Check out the new article: Beyond GARCH (Part VI): Fractional Brownian Motion And The Multiplicative Cascade in MQL5.

This article implements the MMAR Simulation Engine that turns fitted parameters (H, distribution, coefficients, sample volatility) into synthetic price paths. It builds multifractal trading time via a multiplicative cascade, synthesizes fractional Brownian motion with Davies–Harte or Cholesky, scales it to target volatility, and composes the process by time deformation. Readers get a reusable MQL5 class, method choices by path length, and validation steps for scenario testing and Monte Carlo use in the next part.

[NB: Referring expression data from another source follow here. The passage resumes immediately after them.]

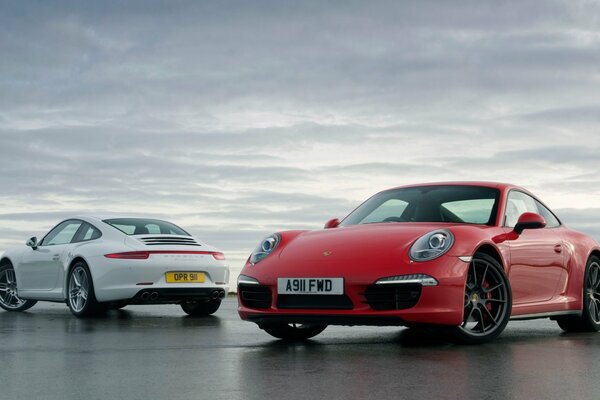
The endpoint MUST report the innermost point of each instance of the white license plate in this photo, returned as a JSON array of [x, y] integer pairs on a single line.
[[310, 285]]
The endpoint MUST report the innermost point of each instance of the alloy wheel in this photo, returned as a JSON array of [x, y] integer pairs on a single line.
[[486, 298], [8, 290], [78, 288], [592, 292]]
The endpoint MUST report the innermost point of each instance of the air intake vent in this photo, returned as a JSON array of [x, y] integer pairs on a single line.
[[169, 241]]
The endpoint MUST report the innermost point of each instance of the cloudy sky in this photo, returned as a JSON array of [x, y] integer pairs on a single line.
[[239, 118]]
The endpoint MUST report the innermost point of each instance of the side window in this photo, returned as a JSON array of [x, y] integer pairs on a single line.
[[517, 204], [153, 229], [393, 208], [86, 233], [62, 234], [476, 211], [551, 220]]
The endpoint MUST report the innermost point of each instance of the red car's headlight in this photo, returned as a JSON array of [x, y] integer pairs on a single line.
[[265, 248], [431, 245]]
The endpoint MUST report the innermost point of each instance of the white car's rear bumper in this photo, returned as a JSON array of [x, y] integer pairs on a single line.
[[123, 279]]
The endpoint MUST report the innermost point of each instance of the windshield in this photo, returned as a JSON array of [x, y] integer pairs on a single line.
[[142, 226], [454, 204]]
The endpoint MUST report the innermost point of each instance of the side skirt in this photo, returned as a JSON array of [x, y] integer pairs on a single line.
[[550, 315]]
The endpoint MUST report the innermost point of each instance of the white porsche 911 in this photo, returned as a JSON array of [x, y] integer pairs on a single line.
[[94, 264]]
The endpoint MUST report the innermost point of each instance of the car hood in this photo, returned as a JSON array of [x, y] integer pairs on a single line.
[[357, 242]]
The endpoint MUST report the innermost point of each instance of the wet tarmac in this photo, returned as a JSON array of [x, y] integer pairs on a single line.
[[157, 352]]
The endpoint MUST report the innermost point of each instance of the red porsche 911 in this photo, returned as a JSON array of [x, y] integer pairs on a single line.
[[463, 257]]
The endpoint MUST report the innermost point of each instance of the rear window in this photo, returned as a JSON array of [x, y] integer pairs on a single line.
[[143, 226]]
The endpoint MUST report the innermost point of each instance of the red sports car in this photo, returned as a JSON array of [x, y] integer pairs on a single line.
[[465, 257]]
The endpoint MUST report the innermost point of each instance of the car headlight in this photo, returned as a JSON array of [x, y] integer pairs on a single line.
[[265, 248], [432, 245]]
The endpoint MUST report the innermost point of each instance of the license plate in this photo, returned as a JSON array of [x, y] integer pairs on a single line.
[[185, 277], [310, 286]]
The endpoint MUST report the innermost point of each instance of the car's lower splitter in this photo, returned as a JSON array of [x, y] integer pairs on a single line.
[[346, 320]]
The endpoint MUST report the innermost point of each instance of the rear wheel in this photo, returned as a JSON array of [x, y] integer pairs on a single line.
[[589, 321], [81, 298], [293, 332], [198, 309], [9, 300], [488, 301]]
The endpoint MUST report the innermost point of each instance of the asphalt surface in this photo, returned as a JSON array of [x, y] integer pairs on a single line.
[[157, 352]]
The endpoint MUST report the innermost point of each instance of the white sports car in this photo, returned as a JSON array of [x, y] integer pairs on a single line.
[[94, 263]]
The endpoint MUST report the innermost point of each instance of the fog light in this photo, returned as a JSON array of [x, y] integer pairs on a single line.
[[422, 279], [246, 280]]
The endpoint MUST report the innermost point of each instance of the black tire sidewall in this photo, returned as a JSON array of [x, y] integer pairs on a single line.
[[588, 322], [464, 337], [91, 305], [28, 303]]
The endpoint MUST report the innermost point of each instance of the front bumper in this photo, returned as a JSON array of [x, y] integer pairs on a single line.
[[364, 302]]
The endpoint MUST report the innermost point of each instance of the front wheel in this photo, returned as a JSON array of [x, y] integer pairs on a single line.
[[9, 300], [81, 298], [487, 304], [198, 309], [293, 332], [589, 321]]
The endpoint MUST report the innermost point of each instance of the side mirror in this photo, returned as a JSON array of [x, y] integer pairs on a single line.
[[332, 223], [529, 221], [32, 243]]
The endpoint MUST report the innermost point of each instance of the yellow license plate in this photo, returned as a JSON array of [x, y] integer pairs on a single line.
[[185, 277]]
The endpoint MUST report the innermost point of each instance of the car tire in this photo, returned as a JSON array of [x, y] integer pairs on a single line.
[[81, 298], [589, 320], [488, 301], [293, 332], [9, 300], [200, 309]]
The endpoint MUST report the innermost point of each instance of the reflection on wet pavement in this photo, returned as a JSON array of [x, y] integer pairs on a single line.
[[160, 353]]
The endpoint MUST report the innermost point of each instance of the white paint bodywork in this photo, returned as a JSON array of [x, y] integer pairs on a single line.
[[41, 273]]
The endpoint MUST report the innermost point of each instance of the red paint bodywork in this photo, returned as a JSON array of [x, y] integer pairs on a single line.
[[545, 266]]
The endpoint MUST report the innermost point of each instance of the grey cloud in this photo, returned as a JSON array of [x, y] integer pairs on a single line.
[[241, 118]]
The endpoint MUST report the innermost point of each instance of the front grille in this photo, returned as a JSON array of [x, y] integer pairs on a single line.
[[255, 296], [314, 302], [392, 297], [169, 241]]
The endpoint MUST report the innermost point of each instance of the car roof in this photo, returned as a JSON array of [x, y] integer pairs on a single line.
[[497, 185], [102, 217]]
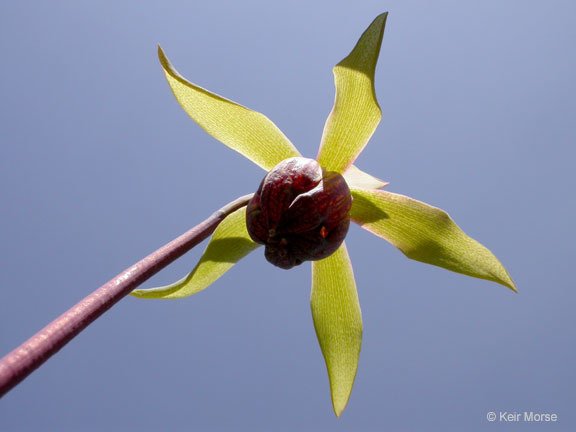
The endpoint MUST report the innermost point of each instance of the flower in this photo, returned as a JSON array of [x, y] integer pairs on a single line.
[[420, 231]]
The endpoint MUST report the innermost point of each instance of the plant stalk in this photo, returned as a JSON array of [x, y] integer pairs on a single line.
[[21, 362]]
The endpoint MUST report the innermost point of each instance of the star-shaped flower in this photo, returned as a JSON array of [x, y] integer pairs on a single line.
[[422, 232]]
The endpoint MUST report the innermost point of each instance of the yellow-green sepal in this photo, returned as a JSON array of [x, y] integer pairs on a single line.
[[248, 132], [228, 245], [356, 112], [357, 178], [425, 233], [338, 322]]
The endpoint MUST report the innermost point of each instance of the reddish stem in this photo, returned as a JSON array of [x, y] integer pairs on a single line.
[[21, 362]]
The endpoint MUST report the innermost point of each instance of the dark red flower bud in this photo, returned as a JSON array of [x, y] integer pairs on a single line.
[[300, 213]]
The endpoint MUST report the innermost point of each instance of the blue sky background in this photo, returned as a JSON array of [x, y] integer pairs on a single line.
[[99, 166]]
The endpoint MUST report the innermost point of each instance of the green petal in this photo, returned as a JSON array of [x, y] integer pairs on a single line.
[[356, 178], [425, 233], [338, 322], [356, 113], [228, 245], [248, 132]]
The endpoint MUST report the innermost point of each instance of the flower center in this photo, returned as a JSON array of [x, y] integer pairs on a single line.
[[300, 212]]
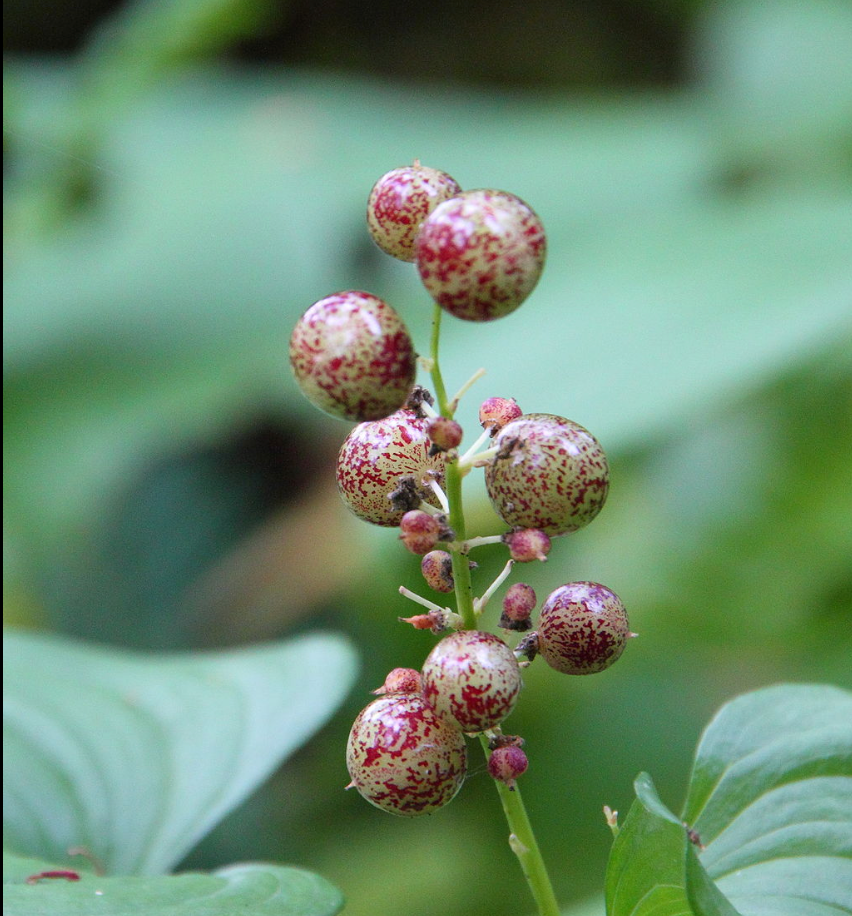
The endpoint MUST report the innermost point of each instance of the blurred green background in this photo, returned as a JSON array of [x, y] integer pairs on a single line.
[[184, 177]]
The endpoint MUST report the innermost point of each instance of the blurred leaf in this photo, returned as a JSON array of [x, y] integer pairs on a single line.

In Part 4 we built the partition analysis engine that extracts the scaling function tau(q) and the Hurst exponent from raw price data. In Part 5 we added the spectrum fitter that transforms tau(q) into a fitted probability distribution. Those two modules answered the question: what are the parameters? This article answers the question: what do we do with them?

We now build the Simulation Engine, the module that takes the fitted parameters (H, distribution type, distribution coefficients, sample volatility) and generates a complete synthetic MMAR price path. The engine has three stages, each corresponding to a component of the Multifractal Model of Asset Returns:

  1. The Multiplicative Cascade — generates multifractal trading time theta(t), the "deformed clock" that warps uniform time into market time with volatility clustering.
  2. Fractional Brownian Motion — generates a long-memory Gaussian process B_H(t) using either the Davies-Harte (FFT) method or Cholesky decomposition.
  3. Time Deformation — composes them: X(t) = B_H[theta(t)], producing synthetic returns that exhibit both long memory and multifractal scaling.